Jean Marie Laviolette, membre du MR, a fait une déposition à la police contre Varen Andee, autre membre du MR et conseiller municipal à Rose Hill, vendredi matin. Selon la déposition, Varen Andee n'aurait pas apprécié que des critiques aient été faites contre sa performance comme conseiller lors d'une réunion des activistes de l'Alliance Sociale. Il aurait appelé Jean Marie Laviolette à son domicile à onze heures du soir jeudi pour lui demander des explications. La demande d'explication de l'ancien maire, injurieuse selon ceux qui l'ont entendue, a fait l'objet d'un enregistrement qui a été soumis à la police avec la déposition.
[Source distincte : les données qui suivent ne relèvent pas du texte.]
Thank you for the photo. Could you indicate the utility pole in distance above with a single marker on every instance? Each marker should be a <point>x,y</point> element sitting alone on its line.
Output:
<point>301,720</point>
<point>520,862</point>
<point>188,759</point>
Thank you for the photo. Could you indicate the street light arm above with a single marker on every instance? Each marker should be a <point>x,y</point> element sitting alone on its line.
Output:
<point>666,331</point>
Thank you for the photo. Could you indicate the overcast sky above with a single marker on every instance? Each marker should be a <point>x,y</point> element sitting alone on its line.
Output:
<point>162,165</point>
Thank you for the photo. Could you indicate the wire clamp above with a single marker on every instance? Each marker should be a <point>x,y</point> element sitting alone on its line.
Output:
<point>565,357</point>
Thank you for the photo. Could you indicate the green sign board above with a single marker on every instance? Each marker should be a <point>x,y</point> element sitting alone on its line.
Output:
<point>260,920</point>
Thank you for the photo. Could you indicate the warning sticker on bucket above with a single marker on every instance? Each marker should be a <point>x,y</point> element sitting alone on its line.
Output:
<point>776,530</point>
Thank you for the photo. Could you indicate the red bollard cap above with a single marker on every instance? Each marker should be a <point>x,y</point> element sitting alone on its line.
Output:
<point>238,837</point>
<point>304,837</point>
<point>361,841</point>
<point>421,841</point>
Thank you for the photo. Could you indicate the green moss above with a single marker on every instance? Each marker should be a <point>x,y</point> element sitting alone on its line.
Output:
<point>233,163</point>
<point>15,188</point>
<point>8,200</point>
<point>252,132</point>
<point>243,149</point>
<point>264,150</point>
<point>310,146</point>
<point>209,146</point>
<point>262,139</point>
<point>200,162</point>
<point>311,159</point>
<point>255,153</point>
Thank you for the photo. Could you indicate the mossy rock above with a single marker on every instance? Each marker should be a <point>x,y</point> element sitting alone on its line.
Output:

Dénonciations en tous genres à la MBC

La MBC semble passer par un cycle de dénonciations. Après la plainte de Neelam Sharma contre le président du conseil d'administration et le directeur de la corporation, plusieurs lettres ont circulé dénonçant les uns et les autres et révélant certaines pratiques délictueuses. Comme " l'organisation" de l'émission Pepsi Hungama qui devait coûter quelques centaines de milliers de roupies à l'origine, mais qui a dépassé les Rs 10 millions au final. Les dernières dénonciations concernent la manière dont les achats de films sont faits par la MBC. Il paraît qu'il est courant de racheter un film dont il possède déja une copie ou d'acheter des copies sur des formats techniques que la corporation ne peut pas décoder. Le tout dans des budgets à plusieurs millions. La toute dernière dénonciation émane d'une lettre d'un directeur d'agence de publicité dont la voix et l'image sont interdits de diffusion à la MBC pour non paiement de dettes. Dans ce courrier, ce directeur-animateur allègue qu'il aurait été obligé d'offrir un téléphone et des billets d'avion à des employés de la MBC et se dit prêt à présenter les preuves de ses allégations. Est-ce qu'une nouvelle enquête sera ouverte sur cette dernière affaire en attendant les conclusions de toutes celles ouvertes sur d'autres dénonciations?

Discrimination à la VIPSU

Des officiers de la Very Important People Security Unit sont mécontents de ne pas avoir reçu l'allocation qui leur est habituellement versée lorsqu'ils sont à pied d'oeuvre dans le cadre d'une campagne électorale. C'est ainsi que certains d'entre eux qui ont été sur le terrain tout au long de la campagne pour la partielle du No 8 ont été surpris de n'avoir rien touché ces dernière semaines en terme d'allocation, contrairement à d'autres, ceux qui sont dans un certain giron.